In sede di azione di responsabilità ex art. 2392 c.c., la totale mancanza di contabilità sociale (o la sua tenuta in modo sommario e non intellegibile) giustifica la condanna dell’amministratore al risarcimento del danno, vertendosi in tema di violazione da parte dell’amministratore medesimo di specifici obblighi di legge, idonea a tradursi in un pregiudizio per il patrimonio sociale, la cui entità ben può essere determinata, in via equitativa, in misura percentuale (nella fattispecie, pari al 30%) rispetto al maggior importo del credito erariale ammesso al passivo per effetto della omissione degli adempimenti tributari e contributivi.

(Cassazione Civile, 29 ottobre 2019, n. 27610)


Responsabilità per negligente vigilanza sull'attività sociale

Le dimissioni presentate non esonerano il sindaco di società di capitali da responsabilità, in quanto non integrano un'adeguata vigilanza sull'operato altrui e sullo svolgimento dell'attività sociale, per la pregnanza degli obblighi assunti proprio nell'ambito della vigilanza sull'operato altrui e perché la diligenza richiesta al sindaco impone, piuttosto, un comportamento alternativo; le dimissioni diventano anzi esemplari della condotta colposa tenuta dal sindaco, rimasto indifferente ed inerte nel rilevare una situazione di reiterata illegalità.

(Cassazione Civile, 12 luglio 2019, n. 18770)


Effetti del fallimento sugli atti pregiudizievoli ai creditori

Sono ammissibili le azioni revocatorie ordinaria e fallimentare contro l’atto di scissione, o meglio contro la componente patrimoniale di detto atto, al fine di conseguire la declaratoria di inefficacia degli effetti dispositivi e traslativi senza intaccare nel contempo quelli riorganizzativi.

(Tribunale di Roma, 12 giugno 2018)


Controversia tra fiduciante e fiduciario

La clausola compromissoria contenuta in un contratto non consente di estendere la deroga alla competenza del giudice ordinario ed il deferimento agli arbitri a controversie relative ad altri contratti, ancorché gli stessi risultino collegati a quello principale cui accede la medesima clausola. Conseguentemente, la clausola compromissoria avente ad oggetto le controversie relative al rapporto sociale non si estende alla controversia relativa al rapporto interno fra fiduciante e fiduciario.
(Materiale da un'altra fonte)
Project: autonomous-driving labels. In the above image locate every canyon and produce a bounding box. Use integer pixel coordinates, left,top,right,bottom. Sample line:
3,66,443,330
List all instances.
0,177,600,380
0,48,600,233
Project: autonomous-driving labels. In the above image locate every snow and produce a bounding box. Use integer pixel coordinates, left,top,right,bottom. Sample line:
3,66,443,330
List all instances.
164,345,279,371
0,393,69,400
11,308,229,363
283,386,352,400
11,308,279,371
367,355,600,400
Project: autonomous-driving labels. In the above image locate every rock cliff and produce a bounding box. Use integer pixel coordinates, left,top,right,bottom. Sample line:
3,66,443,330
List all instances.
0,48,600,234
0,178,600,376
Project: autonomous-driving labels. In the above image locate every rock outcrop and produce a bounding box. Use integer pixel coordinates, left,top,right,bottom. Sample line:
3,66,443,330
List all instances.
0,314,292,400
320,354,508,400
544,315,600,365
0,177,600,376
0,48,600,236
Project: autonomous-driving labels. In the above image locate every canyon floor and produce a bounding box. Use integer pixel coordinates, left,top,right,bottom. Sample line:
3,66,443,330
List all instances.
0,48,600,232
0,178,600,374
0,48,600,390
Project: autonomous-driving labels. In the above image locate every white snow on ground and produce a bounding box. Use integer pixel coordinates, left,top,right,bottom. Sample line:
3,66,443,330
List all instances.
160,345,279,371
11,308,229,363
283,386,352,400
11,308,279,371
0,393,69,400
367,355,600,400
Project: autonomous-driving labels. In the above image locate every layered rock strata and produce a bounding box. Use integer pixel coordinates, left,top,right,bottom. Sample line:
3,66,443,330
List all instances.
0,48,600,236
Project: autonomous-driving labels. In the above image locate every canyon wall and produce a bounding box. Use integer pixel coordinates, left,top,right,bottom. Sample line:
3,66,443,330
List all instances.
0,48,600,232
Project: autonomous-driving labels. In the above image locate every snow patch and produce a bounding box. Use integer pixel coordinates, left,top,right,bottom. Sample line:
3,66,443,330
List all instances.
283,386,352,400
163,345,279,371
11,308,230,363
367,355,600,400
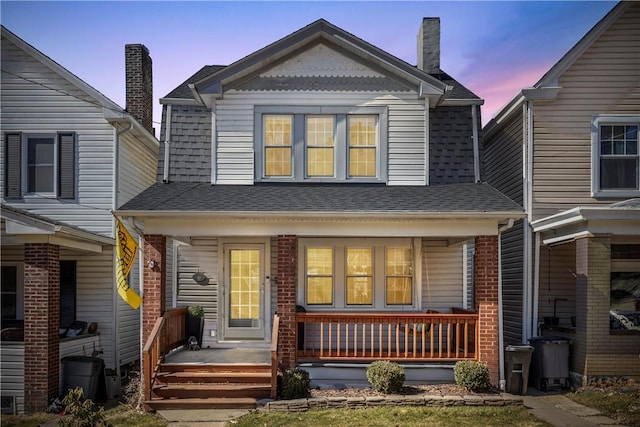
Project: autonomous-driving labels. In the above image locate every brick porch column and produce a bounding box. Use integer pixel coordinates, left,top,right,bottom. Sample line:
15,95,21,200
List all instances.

(Cassazione Civile, ordinanza, 13 settembre 2019, n. 22903)


L’azione dei creditori sociali nei confronti degli amministratori di società per azioni

L'azione di responsabilità nei confronti di amministratori di una S.p.A., sub specie di azione dei creditori sociali ai sensi dell'art. 2394 c.c., pur quando sia esercitata dal curatore del fallimento, si prescrive nel termine di 5 anni, con decorrenza dal momento dell'oggettiva percepibilità, da parte dei creditori, dell'insufficienza dell'attivo a soddisfare i debiti. La prescrizione decorre cioè dal momento in cui l'insufficienza del patrimonio sociale al soddisfacimento dei crediti risulti da qualsiasi fatto che possa essere conosciuto (nel caso di specie la Cassazione ha ritenuto che la pubblicazione di un bilancio di esercizio che segnali una situazione patrimoniale negativa è fatto idoneo a rendere manifesto lo stato di in capienza della società).